The training process is divided into two stages, both centered around unified multimodal instruct tuning. In the pre-training phase, the visual and language models remain frozen, and the linear projector aligning their features is exclusively trained. This phase employs instruction following data encompassing text detection, recognition, spotting, and image captioning tasks. Transitioning to the fine-tuning phase, both the large language model and projector are unfrozen. Additional tasks catering to advanced semantic comprehension in text-rich images are introduced. This unified methodology strengthens the model's capacity for text-rich scenario understanding, culminating in comprehensive recognition and comprehension abilities.
Experimental results
To train UniDoc, a large-scale multimodal instruction following the dataset is constructed. It consists of pre-training and fine-tuning phases. Pre-training data includes 595K natural scene images with captions from the CC3M dataset and 600K image-text pairs from PowerPoint presentations. The choice of PowerPoint files allows for diverse visual elements and legible text.

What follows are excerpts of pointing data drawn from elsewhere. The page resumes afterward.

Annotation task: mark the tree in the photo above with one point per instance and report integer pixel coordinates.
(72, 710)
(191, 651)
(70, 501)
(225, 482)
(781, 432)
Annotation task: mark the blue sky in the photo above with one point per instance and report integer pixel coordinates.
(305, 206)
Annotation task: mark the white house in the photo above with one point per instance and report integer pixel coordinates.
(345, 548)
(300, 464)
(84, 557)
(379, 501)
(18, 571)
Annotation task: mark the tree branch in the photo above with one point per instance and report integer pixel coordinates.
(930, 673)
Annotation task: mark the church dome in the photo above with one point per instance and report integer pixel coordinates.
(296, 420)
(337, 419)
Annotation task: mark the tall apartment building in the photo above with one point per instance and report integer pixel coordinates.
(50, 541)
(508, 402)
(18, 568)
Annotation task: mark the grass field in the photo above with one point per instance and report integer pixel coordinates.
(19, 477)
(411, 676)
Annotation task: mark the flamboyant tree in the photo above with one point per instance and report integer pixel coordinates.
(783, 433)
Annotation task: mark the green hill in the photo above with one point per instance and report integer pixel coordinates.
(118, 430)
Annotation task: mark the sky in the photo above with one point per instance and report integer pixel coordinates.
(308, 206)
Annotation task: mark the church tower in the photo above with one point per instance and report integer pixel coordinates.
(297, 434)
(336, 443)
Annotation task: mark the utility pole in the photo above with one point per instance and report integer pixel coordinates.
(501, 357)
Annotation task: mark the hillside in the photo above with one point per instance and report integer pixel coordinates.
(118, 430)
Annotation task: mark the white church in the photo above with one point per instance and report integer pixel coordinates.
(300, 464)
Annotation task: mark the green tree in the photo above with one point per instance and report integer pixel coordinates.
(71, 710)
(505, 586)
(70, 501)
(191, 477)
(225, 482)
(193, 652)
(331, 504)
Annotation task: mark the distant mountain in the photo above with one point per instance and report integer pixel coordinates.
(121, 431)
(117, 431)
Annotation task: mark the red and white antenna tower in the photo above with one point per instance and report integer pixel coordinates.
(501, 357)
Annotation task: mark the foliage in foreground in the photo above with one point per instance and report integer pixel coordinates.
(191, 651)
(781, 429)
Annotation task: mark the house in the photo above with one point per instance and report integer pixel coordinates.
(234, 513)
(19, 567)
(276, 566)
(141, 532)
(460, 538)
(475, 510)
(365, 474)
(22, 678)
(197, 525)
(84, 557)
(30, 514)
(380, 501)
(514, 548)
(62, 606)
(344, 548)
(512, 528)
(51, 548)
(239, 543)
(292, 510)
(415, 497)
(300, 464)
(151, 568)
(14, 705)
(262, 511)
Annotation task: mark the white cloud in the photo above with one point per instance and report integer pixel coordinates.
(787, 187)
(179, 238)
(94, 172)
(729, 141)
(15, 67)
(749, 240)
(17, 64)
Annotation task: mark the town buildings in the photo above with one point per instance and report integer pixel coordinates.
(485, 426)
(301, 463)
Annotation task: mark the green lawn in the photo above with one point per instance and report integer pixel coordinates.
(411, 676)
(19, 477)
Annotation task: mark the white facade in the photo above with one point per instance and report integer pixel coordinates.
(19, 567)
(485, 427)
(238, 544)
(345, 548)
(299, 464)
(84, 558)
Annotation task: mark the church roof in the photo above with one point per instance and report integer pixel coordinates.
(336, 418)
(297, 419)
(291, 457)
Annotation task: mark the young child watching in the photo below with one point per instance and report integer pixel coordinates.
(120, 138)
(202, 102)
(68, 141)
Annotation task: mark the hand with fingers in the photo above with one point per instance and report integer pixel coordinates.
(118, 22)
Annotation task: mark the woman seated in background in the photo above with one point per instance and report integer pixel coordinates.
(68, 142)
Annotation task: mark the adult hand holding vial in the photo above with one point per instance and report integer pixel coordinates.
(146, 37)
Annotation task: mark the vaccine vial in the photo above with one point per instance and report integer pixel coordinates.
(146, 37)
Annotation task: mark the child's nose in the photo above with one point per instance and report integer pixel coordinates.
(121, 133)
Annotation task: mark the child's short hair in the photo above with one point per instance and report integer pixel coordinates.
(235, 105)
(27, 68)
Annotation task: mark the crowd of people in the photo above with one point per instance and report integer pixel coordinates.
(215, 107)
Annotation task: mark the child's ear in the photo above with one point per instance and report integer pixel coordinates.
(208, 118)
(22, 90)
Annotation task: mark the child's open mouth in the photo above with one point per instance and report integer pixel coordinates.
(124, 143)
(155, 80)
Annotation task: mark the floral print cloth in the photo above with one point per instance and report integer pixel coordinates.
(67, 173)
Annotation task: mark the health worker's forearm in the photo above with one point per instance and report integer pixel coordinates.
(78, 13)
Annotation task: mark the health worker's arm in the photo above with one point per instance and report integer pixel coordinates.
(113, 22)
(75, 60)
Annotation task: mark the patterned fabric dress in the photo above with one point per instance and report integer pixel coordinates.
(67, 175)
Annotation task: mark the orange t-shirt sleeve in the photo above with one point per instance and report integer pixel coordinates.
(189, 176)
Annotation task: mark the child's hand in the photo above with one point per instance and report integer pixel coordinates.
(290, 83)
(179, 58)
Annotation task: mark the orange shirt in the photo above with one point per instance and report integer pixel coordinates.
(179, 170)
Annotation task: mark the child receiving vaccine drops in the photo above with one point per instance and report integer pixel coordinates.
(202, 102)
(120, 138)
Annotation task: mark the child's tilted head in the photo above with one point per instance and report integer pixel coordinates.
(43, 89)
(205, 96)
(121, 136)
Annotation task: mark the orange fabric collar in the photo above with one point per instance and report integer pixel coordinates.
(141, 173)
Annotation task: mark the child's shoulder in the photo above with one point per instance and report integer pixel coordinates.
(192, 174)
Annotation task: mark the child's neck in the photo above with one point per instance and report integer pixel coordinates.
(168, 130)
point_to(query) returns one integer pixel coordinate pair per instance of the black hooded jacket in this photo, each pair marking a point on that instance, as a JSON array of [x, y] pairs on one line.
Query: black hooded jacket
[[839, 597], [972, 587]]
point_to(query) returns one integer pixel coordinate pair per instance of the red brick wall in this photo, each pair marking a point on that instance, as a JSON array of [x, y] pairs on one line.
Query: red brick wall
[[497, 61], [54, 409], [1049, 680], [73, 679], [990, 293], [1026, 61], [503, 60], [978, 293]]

To ensure quality, data with small-sized text are excluded, and text and box annotations are extracted using an in-house OCR tool. Instructions are categorized as text detection, recognition, and understanding, each with diverse expressions generated by GPT-4. Fine-tuning uses a 16K LAION-5B dataset with OCR instruction following data, and 150K OCR instruction data are incorporated and divided into detection, recognition, and spotting categories.

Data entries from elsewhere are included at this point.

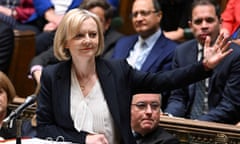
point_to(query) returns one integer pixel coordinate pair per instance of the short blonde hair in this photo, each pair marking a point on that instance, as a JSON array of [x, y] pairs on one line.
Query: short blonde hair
[[7, 86], [69, 28]]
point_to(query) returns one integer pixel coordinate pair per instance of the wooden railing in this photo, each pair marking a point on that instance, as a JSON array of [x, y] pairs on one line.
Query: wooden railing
[[201, 132], [186, 130]]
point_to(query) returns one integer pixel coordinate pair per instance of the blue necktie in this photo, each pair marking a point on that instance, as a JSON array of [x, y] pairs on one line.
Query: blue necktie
[[8, 20]]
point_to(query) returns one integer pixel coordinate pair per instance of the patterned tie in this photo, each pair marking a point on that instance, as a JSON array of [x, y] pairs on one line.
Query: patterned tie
[[8, 20], [142, 55], [198, 106]]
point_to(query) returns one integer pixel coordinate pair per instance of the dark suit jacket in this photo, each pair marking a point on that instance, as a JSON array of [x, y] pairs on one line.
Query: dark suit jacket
[[159, 58], [224, 87], [6, 46], [158, 136], [118, 81]]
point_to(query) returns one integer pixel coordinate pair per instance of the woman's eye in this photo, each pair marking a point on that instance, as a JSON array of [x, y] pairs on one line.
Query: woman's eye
[[78, 36], [92, 35]]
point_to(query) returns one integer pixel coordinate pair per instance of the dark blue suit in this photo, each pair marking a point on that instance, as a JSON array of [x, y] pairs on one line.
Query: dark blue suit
[[159, 58], [118, 81], [224, 87]]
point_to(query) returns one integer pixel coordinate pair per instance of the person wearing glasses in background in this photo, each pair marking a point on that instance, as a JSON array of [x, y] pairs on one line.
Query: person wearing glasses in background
[[157, 50], [145, 118]]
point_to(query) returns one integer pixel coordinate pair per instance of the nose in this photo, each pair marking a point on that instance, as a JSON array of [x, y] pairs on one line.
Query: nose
[[86, 39], [204, 24]]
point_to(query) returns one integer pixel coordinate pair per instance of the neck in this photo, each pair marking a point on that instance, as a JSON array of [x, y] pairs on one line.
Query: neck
[[84, 68], [2, 116]]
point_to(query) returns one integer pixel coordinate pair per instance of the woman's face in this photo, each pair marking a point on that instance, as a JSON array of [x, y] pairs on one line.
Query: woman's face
[[3, 101], [85, 43]]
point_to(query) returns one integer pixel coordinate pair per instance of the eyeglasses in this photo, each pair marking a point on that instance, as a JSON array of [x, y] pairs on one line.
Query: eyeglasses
[[200, 20], [143, 13], [143, 106]]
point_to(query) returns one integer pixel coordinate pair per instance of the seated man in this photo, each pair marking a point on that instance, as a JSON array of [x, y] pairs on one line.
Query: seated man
[[6, 46], [145, 117], [148, 50]]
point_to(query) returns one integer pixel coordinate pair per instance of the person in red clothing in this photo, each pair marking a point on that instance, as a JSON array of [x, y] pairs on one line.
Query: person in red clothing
[[231, 20]]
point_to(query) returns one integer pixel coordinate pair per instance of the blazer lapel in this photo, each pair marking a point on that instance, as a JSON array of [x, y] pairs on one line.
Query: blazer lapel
[[107, 83], [63, 76], [128, 46]]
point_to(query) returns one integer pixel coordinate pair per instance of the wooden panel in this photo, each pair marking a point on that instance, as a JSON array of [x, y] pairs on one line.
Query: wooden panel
[[24, 51]]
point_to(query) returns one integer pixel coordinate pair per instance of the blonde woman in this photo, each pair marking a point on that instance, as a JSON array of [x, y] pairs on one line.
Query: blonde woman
[[86, 99]]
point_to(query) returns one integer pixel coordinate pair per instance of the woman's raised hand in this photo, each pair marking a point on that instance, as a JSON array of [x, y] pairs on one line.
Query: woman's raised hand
[[214, 54]]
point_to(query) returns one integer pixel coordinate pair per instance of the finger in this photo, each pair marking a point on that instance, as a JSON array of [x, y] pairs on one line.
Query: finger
[[227, 52], [219, 39], [222, 43], [225, 47], [207, 42]]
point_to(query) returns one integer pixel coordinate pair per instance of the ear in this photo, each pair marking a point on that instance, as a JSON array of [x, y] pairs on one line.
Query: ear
[[159, 14], [107, 24], [190, 24], [67, 45]]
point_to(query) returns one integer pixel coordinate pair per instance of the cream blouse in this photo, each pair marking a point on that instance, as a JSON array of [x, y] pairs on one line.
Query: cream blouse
[[91, 113]]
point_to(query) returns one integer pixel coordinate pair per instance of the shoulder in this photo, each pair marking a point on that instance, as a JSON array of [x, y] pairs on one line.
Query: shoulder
[[236, 52], [57, 68], [112, 63]]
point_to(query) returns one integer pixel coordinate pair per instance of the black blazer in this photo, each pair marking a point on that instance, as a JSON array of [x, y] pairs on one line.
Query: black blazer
[[6, 46], [118, 81]]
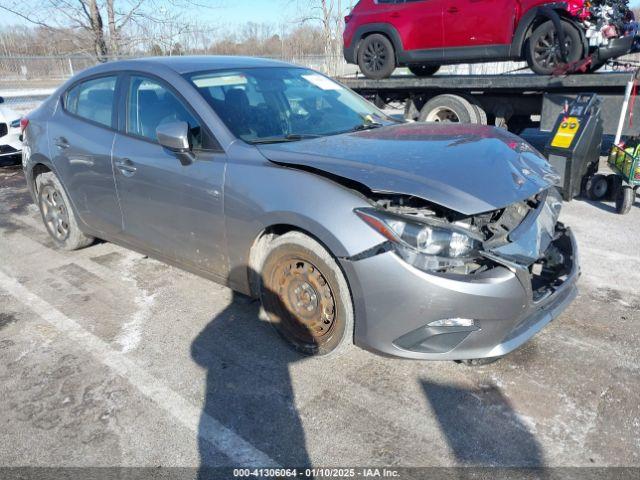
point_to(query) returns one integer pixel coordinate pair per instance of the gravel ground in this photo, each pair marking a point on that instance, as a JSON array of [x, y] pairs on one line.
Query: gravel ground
[[109, 358]]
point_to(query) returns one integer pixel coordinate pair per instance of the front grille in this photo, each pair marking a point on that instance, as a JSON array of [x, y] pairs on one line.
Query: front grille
[[553, 269]]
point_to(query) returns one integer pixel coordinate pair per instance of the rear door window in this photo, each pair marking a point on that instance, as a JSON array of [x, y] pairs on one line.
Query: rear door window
[[152, 104], [93, 100]]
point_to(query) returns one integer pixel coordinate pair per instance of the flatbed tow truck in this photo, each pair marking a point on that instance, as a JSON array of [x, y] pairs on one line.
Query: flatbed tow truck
[[513, 101]]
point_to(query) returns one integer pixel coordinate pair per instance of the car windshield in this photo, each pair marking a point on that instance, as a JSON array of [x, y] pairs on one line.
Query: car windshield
[[280, 104]]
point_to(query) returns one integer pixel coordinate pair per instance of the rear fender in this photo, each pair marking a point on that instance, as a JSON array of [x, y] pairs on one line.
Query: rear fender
[[554, 11]]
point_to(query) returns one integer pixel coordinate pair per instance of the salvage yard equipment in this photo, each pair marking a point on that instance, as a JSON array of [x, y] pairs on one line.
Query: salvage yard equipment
[[625, 162], [574, 148]]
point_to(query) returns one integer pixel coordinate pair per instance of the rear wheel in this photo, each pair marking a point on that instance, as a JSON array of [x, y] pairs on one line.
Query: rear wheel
[[624, 199], [424, 70], [543, 52], [305, 295], [57, 214], [376, 57]]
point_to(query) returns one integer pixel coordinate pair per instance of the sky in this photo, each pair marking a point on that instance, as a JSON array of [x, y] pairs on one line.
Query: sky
[[236, 12], [230, 12]]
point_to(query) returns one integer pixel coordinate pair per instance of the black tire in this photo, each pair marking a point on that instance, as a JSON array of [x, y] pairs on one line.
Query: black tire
[[305, 295], [448, 108], [596, 187], [424, 70], [57, 214], [542, 50], [614, 182], [624, 199], [376, 57]]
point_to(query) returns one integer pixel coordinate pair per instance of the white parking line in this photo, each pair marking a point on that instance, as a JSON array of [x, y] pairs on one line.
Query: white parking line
[[221, 438]]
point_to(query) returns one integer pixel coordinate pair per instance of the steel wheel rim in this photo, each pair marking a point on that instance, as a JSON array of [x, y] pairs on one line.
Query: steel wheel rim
[[375, 56], [442, 115], [547, 52], [54, 212], [306, 303]]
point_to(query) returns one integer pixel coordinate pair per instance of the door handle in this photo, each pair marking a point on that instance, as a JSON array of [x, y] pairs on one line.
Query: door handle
[[62, 143], [126, 167]]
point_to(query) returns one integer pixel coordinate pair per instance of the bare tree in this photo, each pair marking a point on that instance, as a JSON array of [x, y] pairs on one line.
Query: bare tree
[[127, 20], [329, 14]]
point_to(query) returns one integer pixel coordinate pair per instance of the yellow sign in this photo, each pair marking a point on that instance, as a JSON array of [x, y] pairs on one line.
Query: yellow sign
[[566, 133]]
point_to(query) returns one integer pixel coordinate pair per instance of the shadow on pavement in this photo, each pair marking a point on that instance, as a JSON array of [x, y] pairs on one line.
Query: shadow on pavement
[[481, 428], [248, 386]]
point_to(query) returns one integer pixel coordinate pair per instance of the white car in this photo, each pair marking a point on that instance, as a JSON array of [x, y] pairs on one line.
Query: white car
[[10, 142]]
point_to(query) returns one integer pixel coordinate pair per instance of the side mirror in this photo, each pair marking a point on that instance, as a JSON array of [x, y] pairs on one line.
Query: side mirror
[[174, 136], [399, 117]]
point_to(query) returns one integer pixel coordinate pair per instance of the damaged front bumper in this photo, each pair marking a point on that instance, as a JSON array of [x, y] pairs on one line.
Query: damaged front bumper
[[507, 304]]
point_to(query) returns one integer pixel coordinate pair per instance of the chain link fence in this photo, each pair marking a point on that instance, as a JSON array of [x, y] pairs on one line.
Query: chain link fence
[[26, 81]]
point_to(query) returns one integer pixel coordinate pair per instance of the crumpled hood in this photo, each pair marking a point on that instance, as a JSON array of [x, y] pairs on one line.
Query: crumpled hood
[[467, 168]]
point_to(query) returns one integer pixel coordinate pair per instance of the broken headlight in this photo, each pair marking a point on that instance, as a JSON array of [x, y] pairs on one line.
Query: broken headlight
[[426, 243]]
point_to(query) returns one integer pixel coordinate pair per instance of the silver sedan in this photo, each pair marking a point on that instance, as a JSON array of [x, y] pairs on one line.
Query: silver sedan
[[424, 241]]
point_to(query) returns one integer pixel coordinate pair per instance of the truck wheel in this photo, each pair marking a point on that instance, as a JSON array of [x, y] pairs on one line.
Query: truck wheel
[[624, 199], [57, 214], [614, 182], [481, 115], [543, 48], [448, 109], [376, 57], [424, 70], [305, 295], [596, 187]]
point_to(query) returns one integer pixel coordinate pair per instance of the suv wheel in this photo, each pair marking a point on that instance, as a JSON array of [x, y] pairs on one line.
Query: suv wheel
[[57, 214], [305, 295], [543, 47], [424, 70], [376, 57]]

In the training phase, UniDoc follows a one-cycle learning rate policy with rates of 1e-3 and 1e-5 for pre-training and fine-tuning, respectively. The batch sizes are 128 and 32, using the AdamW optimizer across eight A100 GPUs for both stages, each lasting an epoch. During the evaluation, UniDoc excels in text detection, recognition, and multimodal understanding, utilizing F-score for detection and accuracy for recognition and question-answering. Comparative analysis with existing large multimodal models showcases the superior performance of UniDoc across a range of benchmarks. Ablation studies emphasize the value of tasks such as text detection, recognition, and spotting in both pre-training and fine-tuning, as well as the formulation of detection tasks and instruction template type in determining the efficacy of UniDoc.
Conclusion
To summarize, this paper presents UniDoc, a powerful large multimodal model that excels in tasks like text detection, recognition, spotting, and understanding. By adopting a unified multimodal instruct tuning strategy, UniDoc leverages the interplay of these text-based tasks to enhance its capabilities beyond existing models. Creating a substantial multimodal instruction dataset supports the performance of UniDoc, which outperforms other models in multiple benchmarks. While certain limitations persist, such as the inability to extract fine-grained visual details and input image resolution constraints, future work aims to tackle these issues.
*Important notice: arXiv publishes preliminary scientific reports that are not peer-reviewed and, therefore, should not be regarded as definitive, used to guide development decisions, or treated as established information in the field of artificial intelligence research.